By Gabe Toro | The Playlist July 11, 2013 at 11:01AM
Spoiler alert: the very last joke of “Grown Ups 2” involves a character passing gas on Salma Hayek. This is Salma Hayek, one of the great actresses of international cinema, a global star in multiple languages, one of the most beautiful women in the world, and an Oscar nominee. This is Salma Hayek, who has served on the Cannes jury and has produced and starred in several boundary-crossing Spanish language films, where her consistency has become almost taken for granted. And here she is, in “Grown Ups 2,” where she exists in order to model low-cut trash fashion that spotlights her chest, and then eat a mouthful of flatulence as the final punchline to a vanity project by some of our most famous, laziest American comedians. This is the way our film culture ends: not with a whimper, but with a fart.
Somehow, director Dennis Dugan and the Adam Sandler team have managed to make a non-movie that plumbs even further depths than the original “Grown Ups.” This sequel is even more plot-less, even more conflict-less, even more, more, more, of less, less, less. It is the perfect realization of a comedy desert, an endless path of jokes, and nary a laugh to be found, most of them centered around sub-Benny Hill ogling of women and repeated moments of pooping children and vomiting adults. Basically, it’s a film made for brainless grunts who like to hang out all day making sub-literate jokes about boobs and gays while watching the game. No wonder the first movie was such a success.
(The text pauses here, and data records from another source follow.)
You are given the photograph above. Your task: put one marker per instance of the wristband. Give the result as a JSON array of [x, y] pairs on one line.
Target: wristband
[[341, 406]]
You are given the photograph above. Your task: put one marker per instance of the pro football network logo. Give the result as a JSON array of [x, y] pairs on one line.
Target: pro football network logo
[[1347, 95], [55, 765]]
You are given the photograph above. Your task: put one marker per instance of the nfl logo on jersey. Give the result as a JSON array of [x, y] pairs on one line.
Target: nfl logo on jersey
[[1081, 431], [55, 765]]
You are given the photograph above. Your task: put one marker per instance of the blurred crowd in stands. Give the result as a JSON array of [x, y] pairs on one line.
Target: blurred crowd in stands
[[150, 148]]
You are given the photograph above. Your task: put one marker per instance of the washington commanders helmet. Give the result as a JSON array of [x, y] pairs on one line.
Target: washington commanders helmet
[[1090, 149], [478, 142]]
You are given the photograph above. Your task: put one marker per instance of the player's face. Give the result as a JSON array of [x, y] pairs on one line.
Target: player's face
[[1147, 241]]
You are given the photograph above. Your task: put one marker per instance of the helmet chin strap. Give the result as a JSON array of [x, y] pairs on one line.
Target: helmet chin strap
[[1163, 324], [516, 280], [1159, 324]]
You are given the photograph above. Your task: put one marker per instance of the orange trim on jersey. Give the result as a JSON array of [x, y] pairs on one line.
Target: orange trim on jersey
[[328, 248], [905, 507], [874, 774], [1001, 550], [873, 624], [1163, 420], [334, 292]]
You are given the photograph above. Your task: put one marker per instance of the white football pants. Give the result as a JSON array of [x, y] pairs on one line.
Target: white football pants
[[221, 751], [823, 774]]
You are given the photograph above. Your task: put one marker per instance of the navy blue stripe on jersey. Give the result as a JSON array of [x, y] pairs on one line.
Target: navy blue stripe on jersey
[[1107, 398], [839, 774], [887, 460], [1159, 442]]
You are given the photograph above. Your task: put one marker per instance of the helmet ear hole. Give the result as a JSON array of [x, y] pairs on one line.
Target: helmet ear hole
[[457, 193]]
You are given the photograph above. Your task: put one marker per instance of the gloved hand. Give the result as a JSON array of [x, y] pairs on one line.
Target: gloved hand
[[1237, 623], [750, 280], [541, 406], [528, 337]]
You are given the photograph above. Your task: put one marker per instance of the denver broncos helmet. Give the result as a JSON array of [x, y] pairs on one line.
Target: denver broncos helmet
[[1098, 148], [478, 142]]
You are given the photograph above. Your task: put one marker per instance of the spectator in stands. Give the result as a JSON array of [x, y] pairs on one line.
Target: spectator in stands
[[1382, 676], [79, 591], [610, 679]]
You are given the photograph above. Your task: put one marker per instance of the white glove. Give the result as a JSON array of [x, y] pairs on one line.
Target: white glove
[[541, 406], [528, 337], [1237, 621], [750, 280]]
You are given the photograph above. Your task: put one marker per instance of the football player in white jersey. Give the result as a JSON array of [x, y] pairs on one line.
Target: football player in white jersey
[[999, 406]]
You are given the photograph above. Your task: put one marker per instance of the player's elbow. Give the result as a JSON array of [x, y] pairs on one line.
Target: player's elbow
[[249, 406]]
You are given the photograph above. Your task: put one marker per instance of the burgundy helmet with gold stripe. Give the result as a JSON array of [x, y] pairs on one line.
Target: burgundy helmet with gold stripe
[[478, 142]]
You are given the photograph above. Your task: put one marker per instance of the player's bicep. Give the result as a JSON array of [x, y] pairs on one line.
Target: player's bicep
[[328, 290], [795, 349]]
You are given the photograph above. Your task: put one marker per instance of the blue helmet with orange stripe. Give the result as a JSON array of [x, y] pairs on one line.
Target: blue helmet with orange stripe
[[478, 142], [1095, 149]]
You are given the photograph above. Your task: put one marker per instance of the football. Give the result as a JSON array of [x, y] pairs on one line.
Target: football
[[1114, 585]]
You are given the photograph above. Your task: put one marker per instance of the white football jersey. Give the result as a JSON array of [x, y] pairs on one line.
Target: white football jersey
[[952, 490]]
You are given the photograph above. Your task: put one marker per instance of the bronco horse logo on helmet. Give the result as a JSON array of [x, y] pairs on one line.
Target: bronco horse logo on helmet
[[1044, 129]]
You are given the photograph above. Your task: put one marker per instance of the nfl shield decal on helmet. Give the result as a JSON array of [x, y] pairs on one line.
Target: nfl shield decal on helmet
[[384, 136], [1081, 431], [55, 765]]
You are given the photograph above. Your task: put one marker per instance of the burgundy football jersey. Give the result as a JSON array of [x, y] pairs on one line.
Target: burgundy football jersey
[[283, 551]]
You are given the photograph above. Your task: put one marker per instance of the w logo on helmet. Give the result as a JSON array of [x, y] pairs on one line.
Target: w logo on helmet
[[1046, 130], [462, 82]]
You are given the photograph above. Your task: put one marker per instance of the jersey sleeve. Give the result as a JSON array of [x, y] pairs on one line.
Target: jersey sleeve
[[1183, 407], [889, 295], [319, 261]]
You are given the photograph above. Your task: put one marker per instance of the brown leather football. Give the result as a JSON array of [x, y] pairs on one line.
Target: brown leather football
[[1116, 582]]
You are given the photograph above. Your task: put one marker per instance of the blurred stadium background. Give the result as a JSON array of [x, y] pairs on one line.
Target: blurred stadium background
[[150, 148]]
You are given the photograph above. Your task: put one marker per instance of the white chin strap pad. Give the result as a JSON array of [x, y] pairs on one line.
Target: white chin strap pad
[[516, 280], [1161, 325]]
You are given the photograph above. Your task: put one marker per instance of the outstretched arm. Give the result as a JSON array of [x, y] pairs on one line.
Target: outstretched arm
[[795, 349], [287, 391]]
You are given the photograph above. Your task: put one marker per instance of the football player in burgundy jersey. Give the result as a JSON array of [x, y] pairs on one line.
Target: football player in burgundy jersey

With the exception of Rob Schneider (who must have died in between films in a boating mishap so horrifying no one ever talks about him), the whole gang is back, and they’re welcoming former visiting Los Angeles citizen Lenny (Sandler) back home to the suburbs. This entry seems focused on the more mundane aspects of the characters’ lives, specifically centered around their children beginning to grow up, facing the same issues the gang encountered in their youth. Judging by the advice they pass down, and how it benefits the kids, this gang must have had the easiest collective childhood in the world: every problem each child encounters is miraculously fixed thanks to random last minute interventions. “Grown Ups 2” might have the greatest absence of tension of any studio film made in the last twenty years, as our heroes never once fall prey to indecision or fear, and generally get their way, even when their disapproving, nagging (but stunningly gorgeous) wives get in the way.
Because someone needs to get in the way of someone else, a dispute is invented out of thin air, a territorial tussle with the local frat boys who claim the land because frat boys are always yelling and pounding chests. Taylor Lautner, who spreads doubt that he’s in on the joke, leads this crowd with a series of flexing postures and acrobatic flips that suggest seizing the opportunity to show off his physicality to all the producers in Hollywood who missed out on “Abduction,” which was once a thing that happened. The men dodder after their young brood and wax nostalgic, but when it comes time to throw down with kids only slightly younger, this group has no qualms about throwing a few elbows and delivering hits that would cause brain damage in any other film. Sandler movies: teaching an entire generation that not only can you punch your way out of problems, but it will also be funny!
There’s a point to be made about these guys being over-the-hill and no-longer-with-it, especially as they have second guesses about throwing a massive third act party centered around '80s fashion. Of course, this isn’t a compelling question because it’s not a question: these guys are desperately boring. Eric (Kevin James) has a vice that essentially finds him skipping out on his wife to spend time with his sweet elderly mother. Kurt (Chris Rock) celebrates a newfound marital freedom by drinking non-diet Pepsi. And Higgins (David Spade), the noted lady-killer of the bunch, just seems to follow the entire group around like a lapdog, which proves beneficial when they go to their local hangout: not a bar, not a lake, not even a church, but a goddamned K-Mart.